しかし、一国の中で意見が全会一致となることは滅多にないので、そう簡単には変えられない。
そうしてバランスが取られていく。
従って、法は変えるまではいかに不都合があっても守られなければならない。
そういう意味では私は保守主義者である。
今回の「違和感」はまさにこの点に関わる。
「天皇に私なし」という言葉がある。
これはこの制度がいかに無理の上に成り立っているかということの証拠みたいなものだが、しかし憲法4条には「天皇はこの憲法の定める国事に関する行為のみを行ひ、国政に関する権能を有しない」と書かれており、天皇の「私」については何も規定がない。
従って、天皇が天皇として、仕事に関すること、今後の天皇制に関わることを、公式にそして個人的に意志表明するということはあり得ないことだろう。
それを政府が許可したとすると、なぜだということが重要だ。
今回、結論から言うと、天皇の発言は個人的と前置きしようがしまいが、政治への関与であり、違憲であると思う。

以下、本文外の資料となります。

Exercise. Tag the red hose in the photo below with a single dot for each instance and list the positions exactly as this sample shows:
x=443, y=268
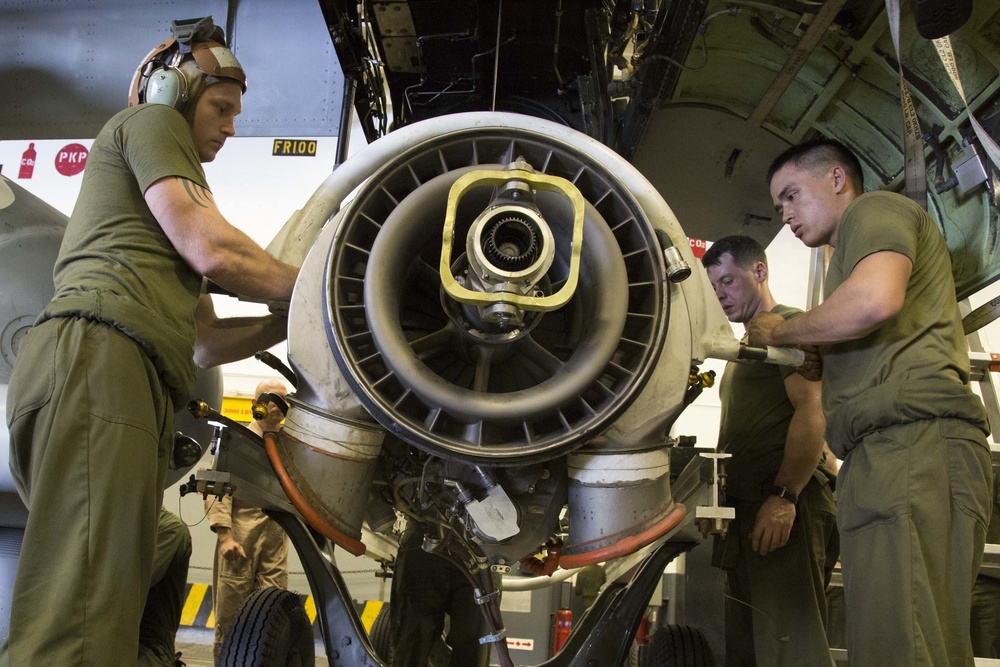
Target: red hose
x=314, y=518
x=627, y=545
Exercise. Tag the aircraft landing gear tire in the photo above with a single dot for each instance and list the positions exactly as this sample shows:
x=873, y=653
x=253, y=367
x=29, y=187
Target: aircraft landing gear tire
x=271, y=629
x=678, y=646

さらに、最初にNHKがスクープした時に、宮内庁はそういう事実はないと否定している。
しかし、その後政府として天皇に「お気持ち」を発表してもらうということになったわけである。
つまり少なくとも、最初宮内庁が否定した段階で、あってはならないことという認識、判断が働いたんだろうと思う。
ではそれを覆したものは一体何だろうか。出てしまった以上、仕方がない、あるいはこれを利用しよう、など何らかの意図が働いている。
天皇を表に引っ張り出した時点で、今度は天皇の政治的利用に当たると思う。
そうしたことが「違和感」の内容である。
私は、人として今上天皇を尊敬している。このような天皇を戴くことができたのは、日本にとって幸せなことであると思う。対外的にも、国内的にも、今上天皇の努力は確実に実を結んでいるのではないだろうか。
でも、今回の問題はそうした個人的努力とは無関係であり、制度的なものである。ついに現制度の矛盾が噴き出してきたかという気もするし、法的な枠組みとして機能していない面を見てしまったということも言えるかもしれない。
こうしたことに対して、違和感を訴えたマスコミの少なさも気になる。
日経新聞は社説で「検証が必要だ」と少なくとも述べたが、後はあまり目に付かなかった。
個人的に違法だとはっきり言っている人もいたが、全体としての論調は遠慮しがちなもので、ほとんど聞こえてこない。聞こえてしまったものは仕方がないと言う人さえいる。
安保法制のほうがまだ議会で多数決を経ている分、まともだ。
今回の手法はなし崩し的に行なわれ、なし崩し的にマスコミも含め、進めようとしているように見える。
違和感の正体はこうした現象そのものだろうか。
生前退位を認めるかどうかとか、どのような手法を取るかとか、そんな問題よりも、ずっと重要な問題があるのではと思う。